That quantization erodes the performance of large language models is hardly news. But results freshly published by a research team at the Chinese University of Hong Kong zoom in on an effect rarely discussed: cutting precision leaves encyclopedic knowledge nearly intact, while it systematically destroys agentic capabilities. For anyone managing self-hosted infrastructure, that difference rewrites the trade-off calculus entirely.

The team, which runs a small university HPC cluster, subjected the various quantized versions of Qwen 3.6 to two canonical benchmarks: GPQA Diamond for knowledge, and Terminal‑Bench 2 for agentic use. The former measures the ability to answer specialized questions (physics, chemistry, biology); the latter assesses the capacity to complete complex tasks in simulated environments, from terminal usage to multi‑step planning. The charts posted on the lab’s website speak clearly: GPQA stays flat, with negligible variation across lower‑precision formats. Terminal‑Bench 2, in contrast, plunges when one drops below FP8 representations, marking a sharp performance regression.

It is not only a matter of absolute scores. The team observed a notable gap compared to the official figures released by the model’s vendor for FP8 precision. The hypothesis is that the discrepancy arises from the timeout setting: the Harbor benchmark used by the university applies variable timeouts ranging from 10 minutes to one hour depending on the task, while Qwen’s official tests used a flat three‑hour timeout. In agentic tasks, where the model must reason through successive steps, a tighter time limit further penalizes the quantized versions, already slowed by lower computational precision. This is a critical point: in on‑premise practice, where job schedules are often constrained to tight time windows to share resources among multiple users, timeout becomes a non‑trivial design variable.

The repeatability of the tests adds further complexity. Comparing multiple runs of the same test, the researchers found wide fluctuation in the results. A lower‑precision quant can occasionally beat a higher‑precision version, if it happens to hit a particularly lucky execution.

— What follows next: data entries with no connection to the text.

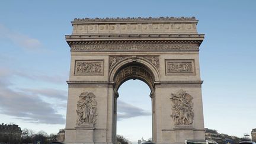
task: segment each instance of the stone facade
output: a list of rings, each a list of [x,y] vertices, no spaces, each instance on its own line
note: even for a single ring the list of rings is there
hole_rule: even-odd
[[[252,140],[256,142],[256,129],[253,129],[251,132]]]
[[[197,33],[197,22],[75,19],[66,36],[71,63],[65,142],[116,143],[118,89],[130,79],[151,90],[153,142],[204,139],[199,52],[204,35]]]

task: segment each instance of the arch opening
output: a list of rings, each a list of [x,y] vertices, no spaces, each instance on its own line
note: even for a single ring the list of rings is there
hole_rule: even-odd
[[[133,143],[142,137],[152,138],[152,106],[149,95],[151,90],[142,80],[126,80],[118,90],[117,98],[117,135]]]
[[[123,83],[130,79],[143,81],[149,87],[151,91],[153,91],[155,78],[152,71],[143,64],[131,62],[119,68],[114,76],[116,89],[118,91]]]

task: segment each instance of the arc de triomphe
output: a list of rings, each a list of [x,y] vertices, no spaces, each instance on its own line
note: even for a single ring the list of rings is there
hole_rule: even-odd
[[[65,142],[116,143],[119,87],[149,87],[156,143],[204,139],[198,20],[83,18],[66,36],[71,47]]]

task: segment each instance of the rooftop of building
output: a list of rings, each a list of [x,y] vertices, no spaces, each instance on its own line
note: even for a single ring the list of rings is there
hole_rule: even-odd
[[[197,22],[198,20],[196,17],[127,17],[127,18],[75,18],[72,23],[81,22],[129,22],[129,21],[194,21]]]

But on average, the agentic degradation remains stark. This stochastic behavior suggests that multi‑step planning tasks amplify the noise introduced by compression, making the model less reliable precisely when it needs coherence over long horizons.

For organizations evaluating on‑premise deployment, these data rewrite the vocabulary of trade‑offs. Aggressively quantizing an LLM can look like the straight path to reduce TCO, containing hardware needs. But if the goal is to build autonomous agentic pipelines—assistants that execute actions, not just answer questions—then the tolerance for degradation is extremely low. “Crystallized” knowledge is the easiest resource to preserve, while executive planning ability breaks first. System architects for self‑hosted solutions thus face a fork: invest in more VRAM to keep higher precision, or accept that agentic tasks remain unreliable and perhaps delegate them to cloud‑hosted models, partially nullifying gains in sovereignty and control.

These findings also signal a structural trajectory. As the industry shifts attention from pure chatbots to autonomous agents, the pressure on compute infrastructure becomes more selective. Quantization techniques will remain indispensable for democratizing model access, but the knowledge‑action gap shows that the real differentiator will be less about “what a model knows” and more about “what it does.” For university and corporate data centers trying to keep pace with these developments, Hong Kong’s lab has turned on a beacon: before you quantize, ask not only what you want to know, but what you want to do.

The team is now applying the same benchmark suite to GLM‑5.2 quantizations, but the process—reads the note—is very slow. A detail that on its own tells how burdensome it is to empirically validate deployment choices, and how much remains to be dug under the surface of press‑release numbers.